Psh some jingle reindeer. lolz that offended me mr! xD I'm coffeebean, not jingle, jingle is just my avatar....sheesh! xD


----------



## MetalLink99 (Nov 29, 2008)

A must have!  ^_^


----------



## Princess (Nov 29, 2008)

I AM SOO GETTING IT! LULZ


----------



## coffeebean! (Nov 29, 2008)

Like I said before....thats my song!

*peanut butter jelly time* xP


----------



## Princess (Nov 29, 2008)

lol im a chick megaman write what u always write!


----------



## dsmaster64 (Nov 29, 2008)

Awh, no compliments so far, just a bean yellin' at me! I should put it in a coffee maker! MUHAHAHAHAHA! Nah just kiddin' coffee raindear.


----------



## coffeebean! (Nov 29, 2008)

lol. im not a coffee reindeer no mo. xD


----------



## Grawr (Nov 30, 2008)

...

Is this really a 20-page spam-fest? I read up to about page, I dunno', 12, before I got sick of reading it any further.

This isn't the "Learn about Bacon Boy and David's Issues" thread, it was the...

Actually, now that I look at it, this thread was almost pointless to begin with...

Sigh.


----------



## Alex Strand (Nov 30, 2008)

...I'm not surprised EA is publishing something as bad as that XD


----------



## CourageWisdomPower (Nov 30, 2008)

Oh yeah.

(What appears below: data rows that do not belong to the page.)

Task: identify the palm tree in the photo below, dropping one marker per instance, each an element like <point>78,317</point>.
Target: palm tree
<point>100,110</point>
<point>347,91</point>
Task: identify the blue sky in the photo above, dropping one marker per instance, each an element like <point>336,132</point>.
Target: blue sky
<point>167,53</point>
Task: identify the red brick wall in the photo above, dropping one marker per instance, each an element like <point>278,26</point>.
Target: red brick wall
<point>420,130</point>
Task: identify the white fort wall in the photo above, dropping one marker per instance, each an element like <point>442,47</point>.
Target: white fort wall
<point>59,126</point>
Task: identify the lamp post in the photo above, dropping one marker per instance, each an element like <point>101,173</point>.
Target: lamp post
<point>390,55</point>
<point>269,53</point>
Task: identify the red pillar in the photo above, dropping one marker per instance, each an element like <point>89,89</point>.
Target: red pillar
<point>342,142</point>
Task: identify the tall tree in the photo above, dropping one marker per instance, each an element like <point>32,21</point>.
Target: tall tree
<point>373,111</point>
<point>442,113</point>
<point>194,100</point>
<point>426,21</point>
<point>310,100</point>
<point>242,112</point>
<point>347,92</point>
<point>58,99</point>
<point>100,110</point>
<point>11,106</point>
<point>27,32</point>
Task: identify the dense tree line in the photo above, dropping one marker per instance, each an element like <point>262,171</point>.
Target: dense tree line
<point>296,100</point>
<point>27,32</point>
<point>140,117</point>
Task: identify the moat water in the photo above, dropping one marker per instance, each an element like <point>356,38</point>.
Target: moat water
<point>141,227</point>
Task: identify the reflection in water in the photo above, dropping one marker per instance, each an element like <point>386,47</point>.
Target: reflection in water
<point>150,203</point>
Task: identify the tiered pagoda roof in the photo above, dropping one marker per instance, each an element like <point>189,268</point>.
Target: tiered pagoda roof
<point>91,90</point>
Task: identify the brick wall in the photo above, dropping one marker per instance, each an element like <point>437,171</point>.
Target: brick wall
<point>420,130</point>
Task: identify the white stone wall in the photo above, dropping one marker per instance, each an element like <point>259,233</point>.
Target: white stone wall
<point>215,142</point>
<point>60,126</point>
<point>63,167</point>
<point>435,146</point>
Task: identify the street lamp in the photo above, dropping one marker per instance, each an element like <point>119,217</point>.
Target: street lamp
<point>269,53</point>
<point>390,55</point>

I know what I'm getting for Christmas.


----------



## Nate (Nov 30, 2008)

this should be locked, or like, deleted. people got so many free posts because of this.


----------



## technoxmaniac (Nov 30, 2008)

i would rent it


----------



## 1up-Luigi-64 (Nov 30, 2008)

lol
EDIT: W-T-F has been going on in this topic...?


----------



## Grawr (Nov 30, 2008)

1up-Luigi-64 said:
			
		

> lol
> EDIT: W-T-F has been going on in this topic...?


So..."lol" was your original post, before you edited? You were going to post just "lol", then?



...Someone lock this topic, please.


----------



## coffeebean! (Nov 30, 2008)

It is becoming a huge spam hole.....crap. x.x 
It would be totally epic if a game was made with banana man. xD


----------



## Megamannt125 (Nov 30, 2008)

cryindarkness said:
			
		

> lol im a chick megaman write what u always write!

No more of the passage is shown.